Marketing Bites: Chains get increasingly creative as they duke it out for traffic to lure consumers who are pulling back.
White Castle
White Castle is putting some more marketing muscle behind its late-night daypart. | Photo courtesy: White Castle.

Marketing Bites

If there’s any bright side to the recent sluggishness in restaurant traffic, it just may be that it’s forcing restaurant marketers to get even more creative in their attempts to lure cash-strapped diners.

We’ve written a novelin thesepagesrecentlyaboutvalue and the how-low-can-you-go mentality that seems to be on just about every chain’s mind when it comes to pricing.

But operators are employing some other tricks, too, to tempt diners.

Some recent notable examples:

White Castle is doubling down on its “Night Castle” marketing campaign, trying to carve out more late-night sales.

The hamburger chain this week said it was investing in hiring more employees to provide 24/7 coverage, while also ramping up the late-night deals and marketing.

Between 9 p.m. and 3 a.m., members of the chain’s Craver Nation loyalty program can score a six-piece order of Chicken Rings for $2.

“A significant and growing percent of White Castle’s restaurant sales happen between 7 p.m. and 3 a.m.,” the Columbus, Ohio-based chain said in a statement. “And a large portion of its delivery orders take place in the same time frame. White Castle is hoping a renewed emphasis on its late-night business will bolster those numbers even more.”

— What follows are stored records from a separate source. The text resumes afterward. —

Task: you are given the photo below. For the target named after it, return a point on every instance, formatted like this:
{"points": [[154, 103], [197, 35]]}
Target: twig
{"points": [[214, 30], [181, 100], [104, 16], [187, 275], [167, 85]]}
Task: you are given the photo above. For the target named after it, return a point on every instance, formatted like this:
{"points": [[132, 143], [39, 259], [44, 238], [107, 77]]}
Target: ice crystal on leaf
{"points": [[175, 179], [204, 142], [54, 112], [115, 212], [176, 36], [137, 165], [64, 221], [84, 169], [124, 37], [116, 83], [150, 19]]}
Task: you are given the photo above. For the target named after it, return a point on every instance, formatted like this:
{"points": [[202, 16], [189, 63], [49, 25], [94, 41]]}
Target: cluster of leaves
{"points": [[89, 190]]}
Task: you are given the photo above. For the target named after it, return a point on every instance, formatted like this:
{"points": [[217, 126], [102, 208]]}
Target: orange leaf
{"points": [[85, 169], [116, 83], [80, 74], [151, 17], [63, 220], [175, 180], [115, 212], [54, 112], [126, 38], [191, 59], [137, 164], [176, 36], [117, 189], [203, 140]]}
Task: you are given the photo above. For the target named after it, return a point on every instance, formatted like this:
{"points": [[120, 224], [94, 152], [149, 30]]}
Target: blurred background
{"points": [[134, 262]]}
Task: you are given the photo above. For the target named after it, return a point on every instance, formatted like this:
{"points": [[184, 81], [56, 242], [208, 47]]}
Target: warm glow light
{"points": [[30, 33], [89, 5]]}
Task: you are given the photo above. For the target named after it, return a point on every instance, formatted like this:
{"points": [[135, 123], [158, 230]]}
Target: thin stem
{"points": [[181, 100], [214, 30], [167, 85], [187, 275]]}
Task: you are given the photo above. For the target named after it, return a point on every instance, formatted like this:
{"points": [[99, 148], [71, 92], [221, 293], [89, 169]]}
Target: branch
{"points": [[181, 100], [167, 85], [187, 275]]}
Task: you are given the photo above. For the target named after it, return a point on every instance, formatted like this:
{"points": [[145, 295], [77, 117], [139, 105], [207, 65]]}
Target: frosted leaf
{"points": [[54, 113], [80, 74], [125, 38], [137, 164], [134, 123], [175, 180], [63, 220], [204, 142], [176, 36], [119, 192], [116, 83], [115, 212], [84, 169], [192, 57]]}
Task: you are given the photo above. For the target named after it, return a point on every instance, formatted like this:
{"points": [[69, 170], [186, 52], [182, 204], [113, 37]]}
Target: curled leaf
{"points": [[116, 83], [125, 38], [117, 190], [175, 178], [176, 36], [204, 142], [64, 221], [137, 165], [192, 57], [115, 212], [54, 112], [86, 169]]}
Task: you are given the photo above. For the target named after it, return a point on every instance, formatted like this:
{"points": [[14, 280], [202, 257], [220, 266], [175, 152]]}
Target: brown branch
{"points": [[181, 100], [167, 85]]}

And Chipotle Mexican Grill is extending its much-buzzed about Celebrity Card to us regular folks.

Earlier this week, the burrito chain announced that common people like you and me could apply on LinkedIn for the card, which would grant the holder access to one free Chipotle meal per day per year (plus chips, side and a drink), as well as one 50-person catering order annually.

The Celebrity Card debuted in 2003, after an unnamed musician-TV star declared his love for the brand on his family’s reality show, Chipotle said. Since then, the card has become a “surprise-and-delight” offering for VIPs.

But I noticed late Wednesday the LinkedIn application link was no longer available. Did I miss my shot to finally become somebody?

Apparently not. I just need to move my pleas to TikTok, Instagram and X (formerly Twitter), using the tag #CelebCardContest to make my pitch via any creative means, including photos, an original song, a video, a poem or artwork.

“After tremendous fan excitement for our Celebrity Card program, we have moved submissions to social media to increase accessibility for applicants,” a Chipotle spokesperson told me via email, after I asked about the now-dead LinkedIn link. “We are no longer accepting applications via LinkedIn. The applications that were submitted on June 24th on LinkedIn are eligible entries.”

Entries are due by July 3, with winners notified on July 12.

If this marketing column goes dark next month, please know that I’ve quit my job to live that Chipotle celebrity lifestyle.